V., on the other hand, is a product of the postmodernist milieu. (But are the two periods so different? According to Ferreras, Cervantes “escribe o recrea un universo donde el desorden, y también el crimen y la sangre, destruyen toda armonía, toda comunión en un solo ideal” [23].)10 While I emphatically agree with Riley that “any detached and overall view of Dulcinea must combine the very disparate images of her presented by Don Quijote, Sancho, other characters and the narrator” (“Symbolism” 73), these images do tend to conform to either the “ideal” Dulcinea or the “anti-Dulcinea.” In one sense, this is also true of V., “The V composing and forestalling the vide” (Redfield 159). The over-abundance of V.-signifiers in Pynchon's novel, however, corresponds well to postmodernism's “commitment to indeterminancy, openness and multiplicity” (Connor 16), its “denying dichotomies, bipolarities, . . . dissolving binary oppositions” (Mellencamp 98).11 V. is more definitely a what (“‘what: what is she?’” [53]) than a who. Perhaps, like Stencil, she is essentially a lack, a lack of order: “Pynchon does not . . . offer us Order, and in that he reflects the postmodernist outlook” (Hume 192). This is for me the greatest difference between his worldview and that of Cervantes. Even with the marked sense of desengaño and sadness found in much of Don Quijote, particularly in Part II, Cervantes always conveys to the reader some sense of order, even though it be a Baroque “orden desordenada” (I 519). Alonso Quijano on his deathbed may repudiate “los detestables libros de las caballerías” and their “disparates” and “embelecos” (foremost among them the overly-idealized Dulcinea) (II 1105), but he dies comforted by the supreme Order of grace, “‘las misericordias . . . que en este instante ha usado Dios conmigo’” (ibid.). Alonso Quijano dies sane, with “juicio . . . libre y claro, sin las sombras caliginosas de la ignorancia” caused by too much reading of the books of chivalry; his mind regains its order. In marked contrast, the final chapter of V. is a flashback to the death at sea of old Stencil, a death caused by a blind natural disorder, a gigantic waterspout (492): “Veronica Manganese had kept him only as long as she had to” (492). This is the reader's final glimpse of V., as she turns old Stencil over to disorder and death.

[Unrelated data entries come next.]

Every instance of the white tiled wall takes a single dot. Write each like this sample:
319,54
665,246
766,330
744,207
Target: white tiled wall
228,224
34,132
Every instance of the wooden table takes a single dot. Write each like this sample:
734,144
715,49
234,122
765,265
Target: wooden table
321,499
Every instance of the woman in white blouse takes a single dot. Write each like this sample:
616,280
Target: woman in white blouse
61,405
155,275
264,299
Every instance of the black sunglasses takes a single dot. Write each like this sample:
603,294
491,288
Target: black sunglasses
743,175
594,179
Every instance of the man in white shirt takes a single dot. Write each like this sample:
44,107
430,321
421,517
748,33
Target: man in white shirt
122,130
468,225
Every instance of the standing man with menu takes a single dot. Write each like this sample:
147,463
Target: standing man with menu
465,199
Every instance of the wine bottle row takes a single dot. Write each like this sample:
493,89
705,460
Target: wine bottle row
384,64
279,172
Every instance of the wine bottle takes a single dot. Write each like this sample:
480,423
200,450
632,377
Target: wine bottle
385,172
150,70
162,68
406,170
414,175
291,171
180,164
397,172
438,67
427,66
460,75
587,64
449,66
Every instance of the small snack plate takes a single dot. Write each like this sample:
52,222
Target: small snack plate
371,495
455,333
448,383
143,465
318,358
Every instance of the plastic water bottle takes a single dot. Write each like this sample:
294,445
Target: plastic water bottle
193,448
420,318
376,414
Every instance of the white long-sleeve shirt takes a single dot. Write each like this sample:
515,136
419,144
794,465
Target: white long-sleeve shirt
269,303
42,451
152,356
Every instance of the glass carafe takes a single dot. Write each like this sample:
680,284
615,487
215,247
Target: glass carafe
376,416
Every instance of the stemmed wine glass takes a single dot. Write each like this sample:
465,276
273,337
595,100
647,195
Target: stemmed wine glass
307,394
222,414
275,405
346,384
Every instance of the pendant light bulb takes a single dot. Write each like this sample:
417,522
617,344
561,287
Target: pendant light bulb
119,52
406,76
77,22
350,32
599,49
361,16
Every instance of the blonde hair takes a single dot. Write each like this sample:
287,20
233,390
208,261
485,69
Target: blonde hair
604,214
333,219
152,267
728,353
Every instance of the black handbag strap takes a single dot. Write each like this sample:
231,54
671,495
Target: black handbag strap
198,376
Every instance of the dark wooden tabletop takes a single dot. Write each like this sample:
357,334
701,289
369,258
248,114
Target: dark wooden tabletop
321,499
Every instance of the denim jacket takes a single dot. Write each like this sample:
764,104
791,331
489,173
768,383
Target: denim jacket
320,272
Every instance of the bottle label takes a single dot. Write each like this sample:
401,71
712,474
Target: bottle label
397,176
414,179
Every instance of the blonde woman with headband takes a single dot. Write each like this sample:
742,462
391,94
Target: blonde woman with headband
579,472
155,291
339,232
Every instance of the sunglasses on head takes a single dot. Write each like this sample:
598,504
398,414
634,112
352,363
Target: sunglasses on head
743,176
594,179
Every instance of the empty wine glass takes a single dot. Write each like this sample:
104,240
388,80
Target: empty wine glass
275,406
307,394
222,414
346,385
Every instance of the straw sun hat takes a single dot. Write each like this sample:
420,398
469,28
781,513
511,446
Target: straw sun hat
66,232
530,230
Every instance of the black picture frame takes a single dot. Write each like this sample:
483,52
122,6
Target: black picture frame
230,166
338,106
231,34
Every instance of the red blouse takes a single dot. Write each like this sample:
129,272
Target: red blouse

According to Van Delden, “the problem of how and where to find a principle of order in the modern world” is central to V. (118). The problem is unresolved at the novel's close. In comparison with the tremendous positive development of Sancho Panza, Stencil's luckless companion Benny Profane ends the novel much as he started out. Asked by the girl Brenda in Malta, “‘Haven't you learned?,’” Profane answers simply, “‘I haven't learned a goddam thing’” (454). This sense of emptiness and futility is the essence of the “lady V.” Dulcinea, even when viewed as a comic or threatening figure, never conveys such a negative impression. Enough of the ideal forever clings to her, to soften and to dulcify her image.